Corporate PDF Document Navigator

Corporate Document Navigator: AI‑Powered Policy Q&A

Introduction & Problem Statement

I’ve spent countless hours digging through lengthy PDF manuals just to answer simple policy questions—“How many sick days do I have?” or “What’s our remote work allowance?” In a fast‑moving corporate environment, that’s time I can't afford to lose. My goal was to build an AI assistant that:

- **Understands** our policy documents

- **Retrieves** only the most relevant passages

- **Generates** concise, structured answers with clear citations

In this post, I’ll walk you through how I built, evaluated, and fine‑tuned my **Corporate Document Navigator**—a Kaggle notebook that anyone in our organisation can run to get instant, accurate answers.

# Corporate PDF Document Navigator: A Step‑by‑Step Guide

Follow these steps to build your own AI‑powered policy Q&A assistant in a Kaggle Notebook, using Google’s Generative AI API, FAISS for semantic search, and an LLM‑based evaluator.

---

## Prerequisites

1. **Kaggle account** with access to create and run Notebooks.

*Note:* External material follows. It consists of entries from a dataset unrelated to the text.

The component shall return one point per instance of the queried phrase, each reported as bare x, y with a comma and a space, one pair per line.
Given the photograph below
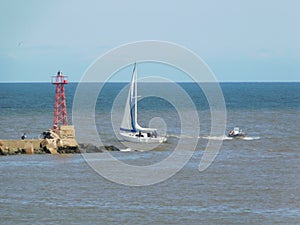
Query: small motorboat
236, 132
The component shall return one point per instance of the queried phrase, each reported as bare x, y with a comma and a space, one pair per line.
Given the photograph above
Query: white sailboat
130, 130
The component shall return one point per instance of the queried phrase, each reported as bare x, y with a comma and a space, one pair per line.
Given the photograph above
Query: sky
257, 40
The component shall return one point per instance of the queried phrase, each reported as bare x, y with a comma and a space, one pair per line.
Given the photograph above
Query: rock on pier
53, 141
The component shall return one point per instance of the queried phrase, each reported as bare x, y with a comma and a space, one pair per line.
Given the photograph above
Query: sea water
252, 181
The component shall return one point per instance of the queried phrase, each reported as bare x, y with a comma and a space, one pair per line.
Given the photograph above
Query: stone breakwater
59, 141
33, 146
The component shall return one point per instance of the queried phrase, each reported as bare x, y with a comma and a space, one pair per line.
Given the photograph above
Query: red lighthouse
60, 109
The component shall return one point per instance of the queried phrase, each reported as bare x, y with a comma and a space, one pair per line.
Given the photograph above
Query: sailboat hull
141, 138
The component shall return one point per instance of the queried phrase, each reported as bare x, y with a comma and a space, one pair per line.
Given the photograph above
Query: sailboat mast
135, 94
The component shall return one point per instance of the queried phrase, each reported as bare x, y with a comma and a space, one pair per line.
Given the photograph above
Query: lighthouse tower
60, 109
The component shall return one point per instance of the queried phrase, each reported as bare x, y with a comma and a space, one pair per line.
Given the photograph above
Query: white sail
130, 129
128, 122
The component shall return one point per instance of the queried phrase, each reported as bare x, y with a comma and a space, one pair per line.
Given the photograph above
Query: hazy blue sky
257, 40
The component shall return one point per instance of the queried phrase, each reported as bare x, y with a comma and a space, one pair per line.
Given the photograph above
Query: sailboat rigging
130, 130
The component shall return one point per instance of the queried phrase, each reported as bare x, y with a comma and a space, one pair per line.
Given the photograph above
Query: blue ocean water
250, 182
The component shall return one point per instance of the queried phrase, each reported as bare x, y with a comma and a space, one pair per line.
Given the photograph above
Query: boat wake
222, 138
226, 138
126, 150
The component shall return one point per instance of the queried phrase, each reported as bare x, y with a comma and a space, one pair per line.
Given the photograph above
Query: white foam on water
224, 138
125, 150
250, 138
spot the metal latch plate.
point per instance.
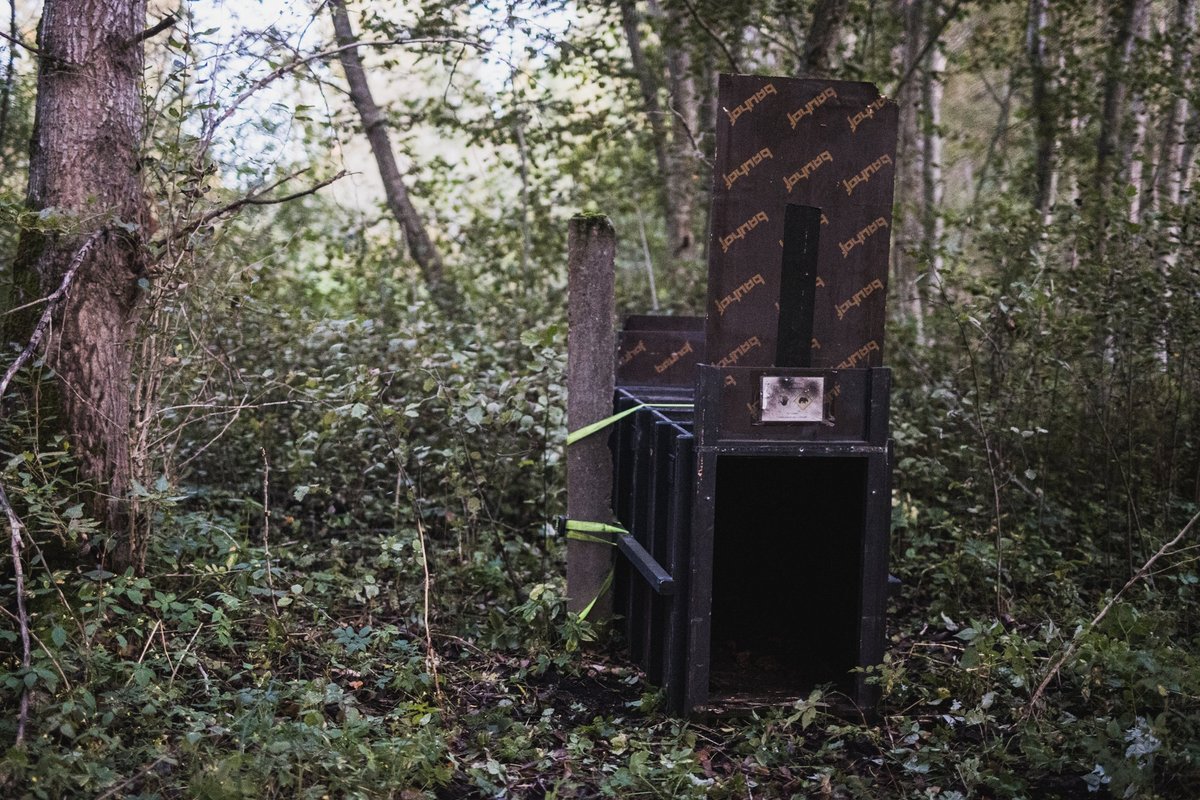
(792, 398)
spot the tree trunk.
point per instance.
(909, 167)
(933, 187)
(1169, 174)
(85, 174)
(1129, 19)
(420, 246)
(1133, 164)
(630, 20)
(1041, 108)
(683, 154)
(823, 37)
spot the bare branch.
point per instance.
(51, 304)
(1061, 661)
(300, 62)
(16, 40)
(713, 35)
(255, 198)
(15, 540)
(154, 30)
(924, 50)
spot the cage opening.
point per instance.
(786, 573)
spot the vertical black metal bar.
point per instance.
(797, 286)
(678, 543)
(876, 534)
(700, 558)
(623, 486)
(657, 545)
(639, 593)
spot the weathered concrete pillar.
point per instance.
(591, 348)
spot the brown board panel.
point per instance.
(659, 358)
(817, 143)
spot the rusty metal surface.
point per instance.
(792, 398)
(828, 145)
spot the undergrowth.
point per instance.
(279, 649)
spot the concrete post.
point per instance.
(591, 348)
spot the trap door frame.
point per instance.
(871, 444)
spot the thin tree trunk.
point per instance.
(1173, 168)
(910, 174)
(825, 36)
(683, 152)
(630, 20)
(1131, 13)
(1169, 174)
(1042, 107)
(84, 172)
(10, 82)
(1133, 163)
(931, 157)
(375, 125)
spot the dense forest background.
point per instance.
(330, 570)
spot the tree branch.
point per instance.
(253, 198)
(51, 304)
(297, 64)
(1061, 661)
(150, 32)
(16, 40)
(929, 44)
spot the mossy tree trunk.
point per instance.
(85, 175)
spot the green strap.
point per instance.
(586, 537)
(604, 588)
(594, 527)
(581, 531)
(588, 429)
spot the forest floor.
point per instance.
(222, 678)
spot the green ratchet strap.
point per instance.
(588, 429)
(581, 530)
(604, 588)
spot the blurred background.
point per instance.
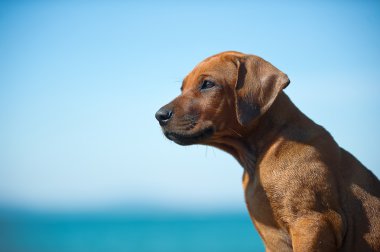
(83, 163)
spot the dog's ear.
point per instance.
(257, 86)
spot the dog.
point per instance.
(303, 192)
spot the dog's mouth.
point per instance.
(188, 139)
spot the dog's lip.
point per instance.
(187, 139)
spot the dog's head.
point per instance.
(222, 96)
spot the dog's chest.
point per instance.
(263, 217)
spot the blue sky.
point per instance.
(80, 82)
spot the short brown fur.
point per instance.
(303, 192)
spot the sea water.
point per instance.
(182, 233)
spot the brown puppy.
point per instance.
(303, 192)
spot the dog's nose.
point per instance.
(163, 115)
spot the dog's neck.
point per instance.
(252, 144)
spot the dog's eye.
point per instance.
(207, 84)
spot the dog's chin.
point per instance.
(190, 138)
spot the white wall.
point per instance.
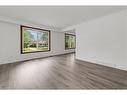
(103, 40)
(10, 44)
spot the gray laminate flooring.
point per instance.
(60, 72)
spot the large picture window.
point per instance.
(34, 40)
(70, 41)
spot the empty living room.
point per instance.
(63, 47)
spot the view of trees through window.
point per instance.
(34, 40)
(70, 41)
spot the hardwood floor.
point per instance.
(60, 72)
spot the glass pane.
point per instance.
(35, 40)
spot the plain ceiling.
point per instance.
(57, 16)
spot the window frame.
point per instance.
(21, 31)
(65, 41)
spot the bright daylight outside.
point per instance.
(34, 40)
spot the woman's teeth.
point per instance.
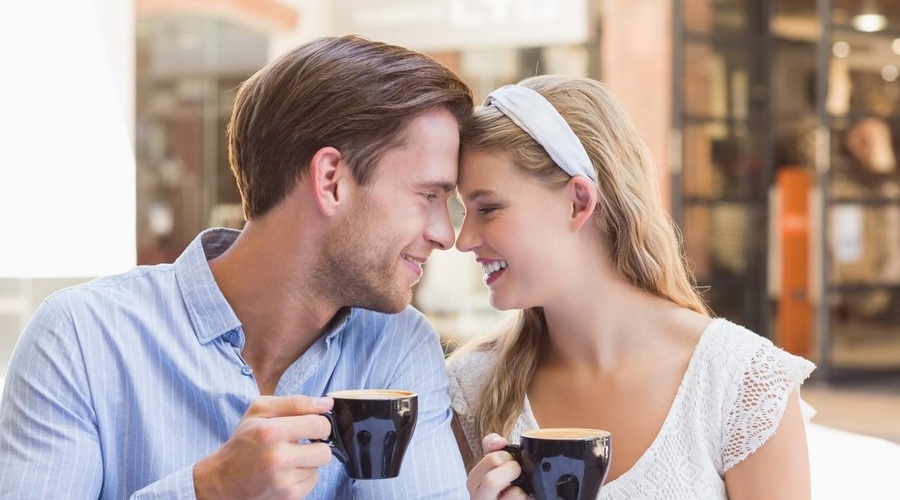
(492, 267)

2. **Google Cloud project** with the Generative AI API enabled and an API key.

- Store your API key in Kaggle as a Secret named `GOOGLE_API_KEY`.

3. **Dataset**

- A PDF of your policy manual uploaded as a Kaggle Dataset (e.g. `MY_KAGGLE_ACCOUNT/MY_SAMPLE_DOC.PDF`).

---

## 1. Create Your Kaggle Notebook

1. Go to **Kaggle → Notebooks → New Notebook**.

2. Under **Data**, click **Add data**, search for `MY_KAGGLE_ACCOUNT/MY_SAMPLE_DOC.PDF`, and attach it.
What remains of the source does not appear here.